Wer sagt uns denn, dass es nur, weil es beim letzten Mal nicht geklappt hat, dieses Mal auch wieder nicht klappen wird. Oftmals wenn wir Dinge hinterfragen, die uns entmutigen, haben wir noch nicht einmal schlechte Erfahrungen gemacht und sind trotzdem unsicher. Unser Gehirn spielt uns da ganz schöne Streiche, gegen die wir häufig gar nichts machen können.
Aber auch gesellschaftliche Normen prägen uns. ‚Das macht man nicht‘. ‚Warum nicht‘ war genau die richtige Frage darauf, auf die ich am Ende ja dann auch keine Antwort hatte. Viel öfter sollten wir Dinge die wir für normal empfinden hinterfragen. ‚Warum nicht‘? Vielleicht gibt es dafür gar keine logische Erklärung. Auf die Idee, dass die Leute sich vielleicht sogar freuen, wenn die Kids bei ihnen klingeln und sie ein paar günstige Walnüsse kaufen können, bin ich in dem Moment gar nicht gekommen. Offensichtlich war es aber so, sonst wären sie ja nicht so erfolgreich gewesen. Gestern haben wir die Nüsse zusammengepackt und sie sind mit ihrem Geldbeutel losgezogen. Am Abend hatten sie fast alles ausgeliefert und kamen zufrieden nach Hause.
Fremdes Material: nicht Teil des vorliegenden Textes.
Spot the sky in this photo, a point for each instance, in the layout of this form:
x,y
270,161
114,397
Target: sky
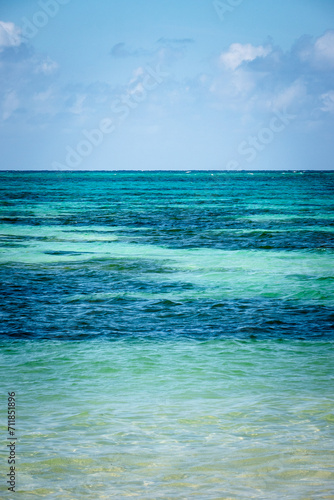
x,y
167,85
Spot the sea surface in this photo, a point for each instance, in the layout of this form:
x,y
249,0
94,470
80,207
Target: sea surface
x,y
168,335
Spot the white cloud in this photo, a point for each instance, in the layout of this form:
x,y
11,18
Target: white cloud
x,y
46,66
239,53
9,35
324,49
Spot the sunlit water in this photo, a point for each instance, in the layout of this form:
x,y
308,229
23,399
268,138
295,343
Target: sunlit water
x,y
169,335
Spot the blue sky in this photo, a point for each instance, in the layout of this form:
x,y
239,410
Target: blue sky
x,y
187,84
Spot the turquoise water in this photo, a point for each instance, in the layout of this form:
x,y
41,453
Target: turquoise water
x,y
169,335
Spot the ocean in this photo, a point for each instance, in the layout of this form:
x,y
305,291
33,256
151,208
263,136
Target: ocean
x,y
168,334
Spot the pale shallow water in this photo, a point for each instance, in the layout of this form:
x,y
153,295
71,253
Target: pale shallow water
x,y
169,335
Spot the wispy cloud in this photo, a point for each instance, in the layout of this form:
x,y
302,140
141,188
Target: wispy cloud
x,y
10,35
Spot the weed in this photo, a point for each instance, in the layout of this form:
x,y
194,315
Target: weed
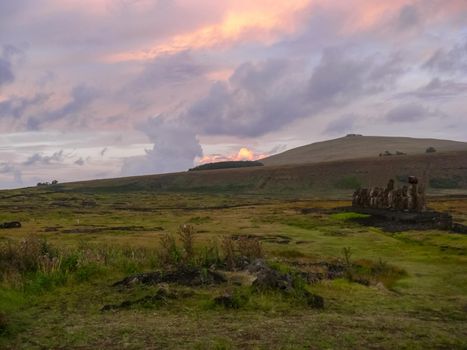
x,y
249,248
228,250
169,254
347,254
3,323
186,234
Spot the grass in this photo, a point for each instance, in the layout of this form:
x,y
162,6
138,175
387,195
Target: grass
x,y
416,297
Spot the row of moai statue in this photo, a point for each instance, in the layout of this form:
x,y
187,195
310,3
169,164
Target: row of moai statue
x,y
410,197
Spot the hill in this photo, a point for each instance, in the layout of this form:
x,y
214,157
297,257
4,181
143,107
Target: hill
x,y
357,146
227,165
441,172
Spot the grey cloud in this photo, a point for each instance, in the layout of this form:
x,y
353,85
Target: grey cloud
x,y
341,126
170,69
257,98
81,97
175,148
407,113
38,158
438,88
7,75
453,60
16,107
10,168
103,151
408,17
263,97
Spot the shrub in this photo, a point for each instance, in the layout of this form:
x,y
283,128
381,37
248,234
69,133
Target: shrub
x,y
228,251
187,233
347,254
169,254
250,248
3,323
30,255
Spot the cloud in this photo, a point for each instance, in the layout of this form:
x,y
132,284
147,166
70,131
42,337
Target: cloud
x,y
452,61
265,96
258,98
81,98
408,17
38,158
342,125
175,148
8,52
438,88
11,169
408,113
15,107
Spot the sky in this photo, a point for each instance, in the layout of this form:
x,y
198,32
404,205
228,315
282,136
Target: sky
x,y
108,88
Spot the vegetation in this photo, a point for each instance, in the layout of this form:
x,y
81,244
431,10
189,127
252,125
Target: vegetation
x,y
337,276
348,183
444,183
228,165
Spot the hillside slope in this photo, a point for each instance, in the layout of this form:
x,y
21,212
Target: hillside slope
x,y
354,147
441,172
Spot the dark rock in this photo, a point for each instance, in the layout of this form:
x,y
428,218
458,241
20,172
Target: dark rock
x,y
183,276
162,295
314,300
11,224
268,278
228,301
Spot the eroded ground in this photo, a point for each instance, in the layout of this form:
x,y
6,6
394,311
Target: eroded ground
x,y
424,308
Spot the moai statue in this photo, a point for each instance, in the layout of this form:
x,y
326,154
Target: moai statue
x,y
405,198
412,194
421,200
365,198
382,198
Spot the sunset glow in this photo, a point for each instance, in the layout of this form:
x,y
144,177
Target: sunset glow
x,y
133,87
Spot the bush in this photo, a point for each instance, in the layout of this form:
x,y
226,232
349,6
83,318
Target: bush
x,y
249,248
169,254
3,323
30,255
187,233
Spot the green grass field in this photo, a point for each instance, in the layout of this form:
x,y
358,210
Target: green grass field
x,y
102,238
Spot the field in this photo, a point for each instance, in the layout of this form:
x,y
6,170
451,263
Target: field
x,y
396,290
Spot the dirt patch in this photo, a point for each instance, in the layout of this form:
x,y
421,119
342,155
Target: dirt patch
x,y
278,239
391,225
114,228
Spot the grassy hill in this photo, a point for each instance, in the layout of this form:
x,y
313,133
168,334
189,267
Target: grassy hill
x,y
441,172
354,147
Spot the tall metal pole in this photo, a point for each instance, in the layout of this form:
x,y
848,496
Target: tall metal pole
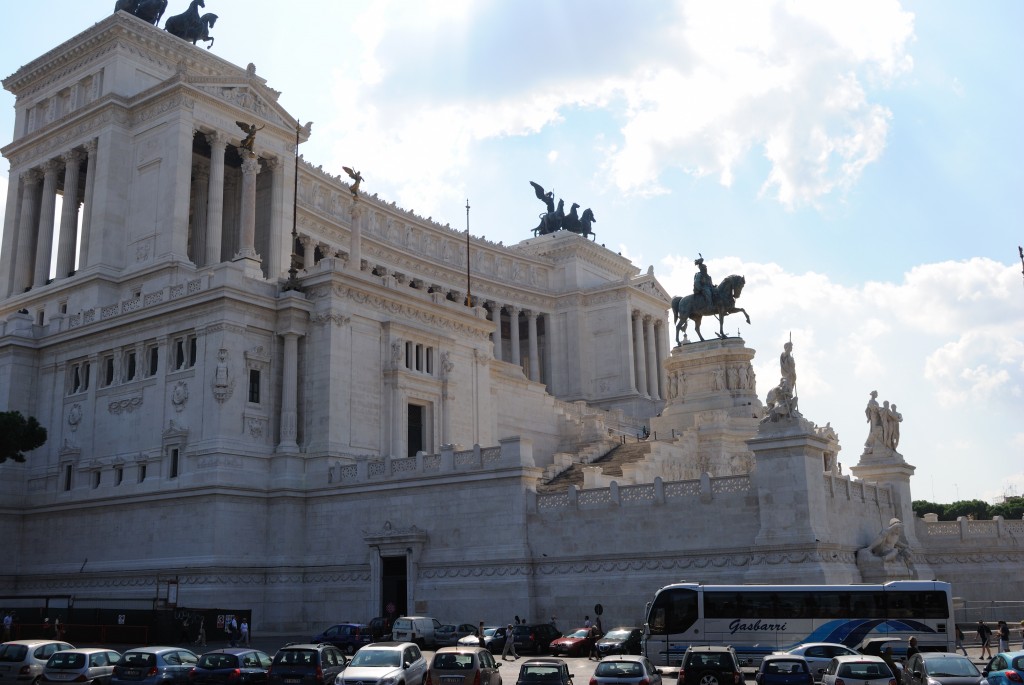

Mein Fazit – Erfahrungen sind Fluch und Segen
Lasst und mal wieder mehr hinterfragen, auch was unseren Umgang mit den Pferden angeht. Sind unsere bisherigen Erfahrungen hier Fluch oder Segen? Ich bin der Meinung, beides ist der Fall. Viele Dinge waren Wichtig zu Erfahren, zu Lernen und daraus die nötigen Konsequenzen zu ziehen. Andere Dinge haben usn vielleicht den Mut genommen und uns daher gehemmt, obwohl dies gar nicht nötig wäre. Lasst uns mal ein paar Sachen ganz konkret hinterfragen.
Ausrüstung, Sattel, Reitweise, die Haltung, unsere Einstellung – so viel gilt es immer wieder zu überprüfen. Machen wir das weil es zu uns und unserem Pferd passt oder vielleicht nur, weil wir es schon immer so gemacht haben. Auch hier schlafen Forschung und Entwicklung nicht und es schadet nie, sich immer einmal wieder auf den neusten Stand zu bringen. Gerade jetzt, wo die Tage wieder kürzer werden, sollten wir uns die ein oder andere Minute gönnen, unsere Werte, Normen und Lebensweise zu hinterfragen. Für unser Wohlergehen und auch für das unserer Pferde.